Тангейзер хотел бы оказаться в другом месте, но он был здесь, он не мог быть нигде больше, потому что это была его судьба. Две дороги, прямая и извилистая, наконец-то слились в одну. И он понял, в первый раз с холодного раннего утра в горной кузнице, что мусульмане — его кровные враги. Он — саксонец, человек с севера. Теперь, когда он противостоял безжалостным людям Востока, он осознал свою глубинную сущность.
Борс, которому тоже выпало оказаться на посту чести, оторвался от созерцания войска Великого турка и потянул носом воздух, будто бы вдыхая тонкий аромат, потом взглянул на Тангейзера.
— Ты чуешь? — шепотом спросил он.
Тангейзер видел, как серые глаза англичанина осветились улыбкой.
— Запах славы, — сказал Борс.
Тангейзер не ответил. Слава затягивает хуже опиума. Он боялся ее хватки.
Борс оглядел стены крепости, потом взглянул на широкое блестящее покрывало холмов.
— Разве такое возможно? — спросил он с трепетом. — Чтобы столько людей было обречено на смерть?
Тангейзер тоже посмотрел на них. И снова ничего не ответил, потому что в ответе не было необходимости.
Этим сверкающим драгоценными камнями парадом Великий турок нанес первый удар по моральному духу защитников крепости. И теперь Религия ударила в ответ. Ла Валлетт жестом отдал приказ Андреасу, паж поклонился, вышел на бастион, где передал брату-рыцарю приказ великого магистра. Рыцарь поднял и опустил меч, сверкнувший на солнце.
Тангейзер обернулся.
Под виселицей над Провансальскими воротами стоял обнаженный и дрожащий старик-кукловод, за которым Тангейзер пришел, след в след, с улицы Мажистраль. Вперед вышел сержант и ударил кукловода между лопаток древком копья. Старик лишился остатков самообладания, его ноги согнулись, как трава на ветру, он обмочился и с последним криком, заглушённым канатным узлом, который ему жестоко впихнули между челюстями, старик полетел в пространство. Падение казалось бесконечным. Затем веревка хлопнула, звук, похожий на выстрел, разнесся над равниной, и обе армии увидели, как карагоз дернулся и заплясал, словно кукла из его собственного театра, в шести футах над дном рва внизу.

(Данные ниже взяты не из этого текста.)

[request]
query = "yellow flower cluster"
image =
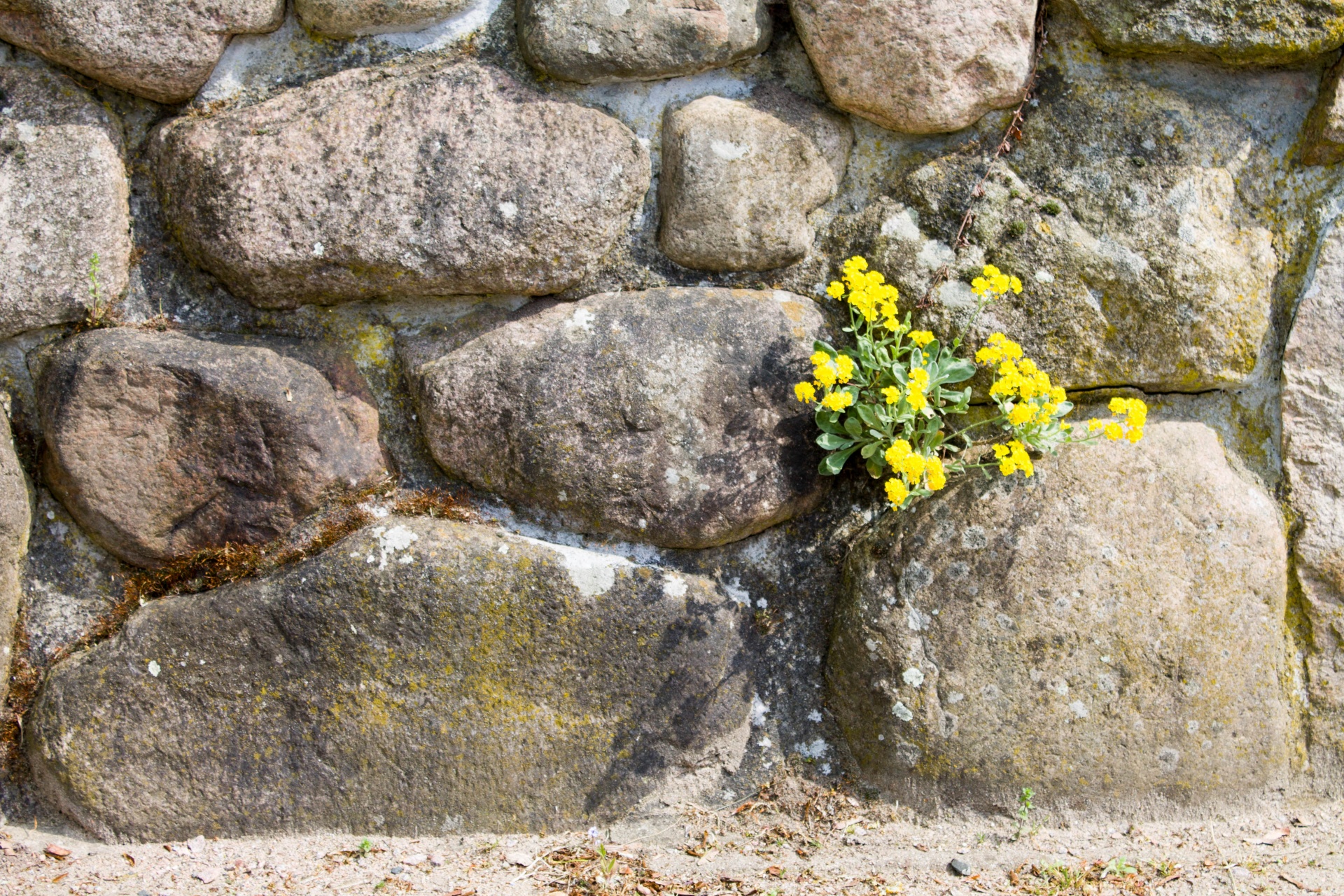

Ла Валлетт отдал приказ, чтобы в каждый день осады вешали по турку. Тангейзер признал это блестящим ходом, и не только потому, что подобная жестокость была вызовом великолепию врага, но и потому, что давала понять обеим армиям: завершится столкновение только полным уничтожением одной или другой. И, как привет от защитников, выбор старого карагоза в качестве первой жертвы тоже был не случаен. Старый кукловод был известен каждому островитянину и на самом деле обладал определенным общественным влиянием. Для большинства он был единственным мусульманином с человеческим лицом. И теперь он болтался под перекладиной виселицы, и содержимое его кишечника и мочевого пузыря стекало по кривым пальцам ног. Так Ла Валлетт одним махом сделал всех жителей острова соучастниками жестокого и несправедливого убийства. Он обратил каждое сердце в камень. Он выставил их всех чудовищами в глазах врага. Теперь каждый человек в христианской крепости знал, что этой войне суждено стать дикой и безнравственной.
Конвульсии старика на веревке затихли, он вертелся, безжизненный и грязный, над равнинами Гранд-Терре.